Strangely for me after watching the film last night, this morning’s New York Times covers one of the main hidden histories exposed by the documentary. Early on in the occupation, sometime in the month of May 2003, a few highly placed Defense Department officials decided to disband the Iraqi army, without so much as asking Secretary of State Powell, National Security Adviser Rice, or the U.S. Army.Plans to screen and reconstitute the force were pushed aside, and Iraqi officers offering help had to be ignored. The Army’s head of policy in Baghdad, John Hughes remebers:
Later, a battalion commander from the 101st Airborne came in—to see me, and he said, “Hey, sir, I’ve gotta talk to somebody, I’ve got a group of Iraqi generals and colonels that want to talk to somebody from ORHA.”
And they—over the course of the war, even before the war, had been removing computers and software —of personnel lists from the Ministry of Defense and storing them at their home, because they knew they were not going to win this war.
And they wanted to help reestablish the Iraqi military with the Americans.
Absolutely. And I took intelligence officials with me to meet with these men. And these guys were willing to—to explain or provide information on anything that they could.
They were saying to me, “Colonel Paul, Baghdad’s burning. You tell me, and I can have 10,000 military police ready for you next week.”
I took that back, nothing ever became of it.
We were also going to—take some Iraqi units and let them become the labor force for reconstructing Iraq. If you needed the rubble from a bridge cleared, they would do that. And there on the news one morning was the announcement that the Iraqi army had been disbanded and abolished by—Ambassador Bremer.
You want to talk about feeling like the ugly American, that’s what I was. You know, here I was, trying to work with these men, to help them rebuild their country, to—to bring their soldiers under some semblance of control. And instead, they’re told they’re not worth the time.
Just two months later, lines had been drawn, and another reality began to unfold:
Hussein Saber shook with fury as he lay on a dirty hospital bed last night and told the story of another day in Baghdad, a city torn apart by killings, misunderstanding and the startling failures of America’s military occupation.
Yesterday Hussein, 33, should have collected a $50 (£30) emergency payment which all Iraq’s now unemployed soldiers are due to receive. The money did not arrive and so he and hundreds of other frustrated young men poured towards the gates of the US-led authority to protest.
Within minutes he was shot in his right side by a young, nervous American soldier. Hussein survived but two other Iraqis standing next to him in the crowd were killed.
“I hoped and I wished that when the American forces came they would bring us democracy and freedom but unfortunately we have seen the opposite,” said Hussein, a non-commissioned officer in the air force for the past 18 years. “The Americans are going to get hurt if the situation remains as it is.” (Rory McCarthy, “Just another day in Baghdad,” The Guardian, June 19, 2003)

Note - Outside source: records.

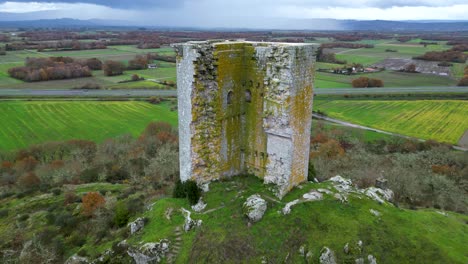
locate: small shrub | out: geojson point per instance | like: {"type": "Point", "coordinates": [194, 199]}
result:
{"type": "Point", "coordinates": [91, 202]}
{"type": "Point", "coordinates": [23, 217]}
{"type": "Point", "coordinates": [4, 213]}
{"type": "Point", "coordinates": [188, 189]}
{"type": "Point", "coordinates": [193, 192]}
{"type": "Point", "coordinates": [29, 181]}
{"type": "Point", "coordinates": [121, 215]}
{"type": "Point", "coordinates": [179, 190]}
{"type": "Point", "coordinates": [56, 191]}
{"type": "Point", "coordinates": [70, 198]}
{"type": "Point", "coordinates": [135, 77]}
{"type": "Point", "coordinates": [77, 240]}
{"type": "Point", "coordinates": [312, 172]}
{"type": "Point", "coordinates": [463, 81]}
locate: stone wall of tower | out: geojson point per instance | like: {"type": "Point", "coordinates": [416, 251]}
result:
{"type": "Point", "coordinates": [245, 107]}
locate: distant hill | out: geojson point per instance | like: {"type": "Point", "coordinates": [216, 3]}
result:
{"type": "Point", "coordinates": [8, 20]}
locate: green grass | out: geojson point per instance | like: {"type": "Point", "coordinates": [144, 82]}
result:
{"type": "Point", "coordinates": [390, 79]}
{"type": "Point", "coordinates": [26, 123]}
{"type": "Point", "coordinates": [165, 71]}
{"type": "Point", "coordinates": [361, 134]}
{"type": "Point", "coordinates": [369, 56]}
{"type": "Point", "coordinates": [441, 120]}
{"type": "Point", "coordinates": [361, 59]}
{"type": "Point", "coordinates": [399, 236]}
{"type": "Point", "coordinates": [458, 69]}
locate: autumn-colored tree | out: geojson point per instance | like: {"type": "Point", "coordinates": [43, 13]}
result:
{"type": "Point", "coordinates": [93, 63]}
{"type": "Point", "coordinates": [91, 202]}
{"type": "Point", "coordinates": [29, 181]}
{"type": "Point", "coordinates": [138, 63]}
{"type": "Point", "coordinates": [375, 83]}
{"type": "Point", "coordinates": [410, 68]}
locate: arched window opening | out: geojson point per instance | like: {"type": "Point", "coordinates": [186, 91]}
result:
{"type": "Point", "coordinates": [248, 96]}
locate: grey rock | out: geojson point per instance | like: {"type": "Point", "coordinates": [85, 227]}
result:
{"type": "Point", "coordinates": [346, 248]}
{"type": "Point", "coordinates": [136, 225]}
{"type": "Point", "coordinates": [379, 195]}
{"type": "Point", "coordinates": [312, 196]}
{"type": "Point", "coordinates": [287, 208]}
{"type": "Point", "coordinates": [371, 259]}
{"type": "Point", "coordinates": [327, 256]}
{"type": "Point", "coordinates": [75, 259]}
{"type": "Point", "coordinates": [360, 261]}
{"type": "Point", "coordinates": [255, 207]}
{"type": "Point", "coordinates": [189, 222]}
{"type": "Point", "coordinates": [200, 206]}
{"type": "Point", "coordinates": [150, 252]}
{"type": "Point", "coordinates": [374, 212]}
{"type": "Point", "coordinates": [381, 183]}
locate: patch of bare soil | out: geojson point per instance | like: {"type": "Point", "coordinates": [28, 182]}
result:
{"type": "Point", "coordinates": [464, 140]}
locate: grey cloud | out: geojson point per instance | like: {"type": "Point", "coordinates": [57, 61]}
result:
{"type": "Point", "coordinates": [134, 4]}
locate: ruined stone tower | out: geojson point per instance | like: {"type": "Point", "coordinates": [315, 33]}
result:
{"type": "Point", "coordinates": [245, 108]}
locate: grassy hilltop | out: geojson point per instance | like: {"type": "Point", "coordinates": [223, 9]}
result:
{"type": "Point", "coordinates": [396, 236]}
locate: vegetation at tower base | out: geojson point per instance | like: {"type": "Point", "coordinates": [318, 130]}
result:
{"type": "Point", "coordinates": [428, 180]}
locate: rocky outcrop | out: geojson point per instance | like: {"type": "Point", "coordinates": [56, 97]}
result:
{"type": "Point", "coordinates": [150, 252]}
{"type": "Point", "coordinates": [374, 212]}
{"type": "Point", "coordinates": [137, 225]}
{"type": "Point", "coordinates": [75, 259]}
{"type": "Point", "coordinates": [371, 259]}
{"type": "Point", "coordinates": [189, 222]}
{"type": "Point", "coordinates": [254, 208]}
{"type": "Point", "coordinates": [327, 256]}
{"type": "Point", "coordinates": [200, 206]}
{"type": "Point", "coordinates": [379, 195]}
{"type": "Point", "coordinates": [287, 208]}
{"type": "Point", "coordinates": [308, 197]}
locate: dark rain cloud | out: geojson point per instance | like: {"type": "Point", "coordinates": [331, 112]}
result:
{"type": "Point", "coordinates": [138, 4]}
{"type": "Point", "coordinates": [148, 4]}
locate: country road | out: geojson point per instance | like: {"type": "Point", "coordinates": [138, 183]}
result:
{"type": "Point", "coordinates": [144, 93]}
{"type": "Point", "coordinates": [344, 123]}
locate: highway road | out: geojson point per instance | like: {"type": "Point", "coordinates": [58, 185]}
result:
{"type": "Point", "coordinates": [144, 93]}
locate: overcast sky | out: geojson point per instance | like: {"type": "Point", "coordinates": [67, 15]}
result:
{"type": "Point", "coordinates": [239, 13]}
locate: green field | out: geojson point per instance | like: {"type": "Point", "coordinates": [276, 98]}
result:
{"type": "Point", "coordinates": [390, 79]}
{"type": "Point", "coordinates": [27, 123]}
{"type": "Point", "coordinates": [165, 70]}
{"type": "Point", "coordinates": [441, 120]}
{"type": "Point", "coordinates": [369, 56]}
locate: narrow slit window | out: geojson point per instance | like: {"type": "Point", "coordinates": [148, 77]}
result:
{"type": "Point", "coordinates": [248, 96]}
{"type": "Point", "coordinates": [230, 97]}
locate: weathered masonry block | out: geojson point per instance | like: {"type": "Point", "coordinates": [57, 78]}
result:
{"type": "Point", "coordinates": [245, 108]}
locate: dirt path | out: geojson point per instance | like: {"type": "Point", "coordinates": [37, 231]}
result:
{"type": "Point", "coordinates": [336, 121]}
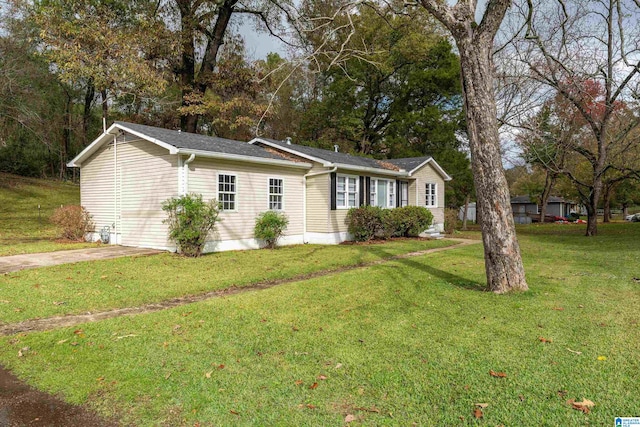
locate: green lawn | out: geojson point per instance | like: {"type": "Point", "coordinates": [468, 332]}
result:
{"type": "Point", "coordinates": [409, 341]}
{"type": "Point", "coordinates": [132, 281]}
{"type": "Point", "coordinates": [25, 230]}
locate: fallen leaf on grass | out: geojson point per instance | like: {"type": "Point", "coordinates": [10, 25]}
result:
{"type": "Point", "coordinates": [584, 406]}
{"type": "Point", "coordinates": [372, 409]}
{"type": "Point", "coordinates": [497, 374]}
{"type": "Point", "coordinates": [126, 336]}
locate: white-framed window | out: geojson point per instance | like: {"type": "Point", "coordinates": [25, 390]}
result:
{"type": "Point", "coordinates": [227, 190]}
{"type": "Point", "coordinates": [347, 191]}
{"type": "Point", "coordinates": [404, 193]}
{"type": "Point", "coordinates": [431, 195]}
{"type": "Point", "coordinates": [383, 193]}
{"type": "Point", "coordinates": [276, 194]}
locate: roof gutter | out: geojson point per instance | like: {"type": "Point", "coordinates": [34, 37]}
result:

Normally, I’m cautious about getting too deep into debates among war planners. The argument usually turns into some idea that if only more competent people were in charge, everything would go smoothly. In the context of one country ruling over another country, such an outcome seems extraordinarily unlikely. However, it is people who strive to do their very best under whatever circumstances that leave behind the archive and their regrets, both of which help us understand how an enterprise like our new colonialism could ever have happened.
This news and a lot of details in the film raise a deeper question. Aside from proving that a high tech, high corporate profit, but smaller military without the bother of too many actual American citizens on the ground, did Rumsfeld and Bremer have plans of their own? Was leaving Iraq in chaos, whatever the motive, something they were consciously pushing their colleagues and superiors aside to do?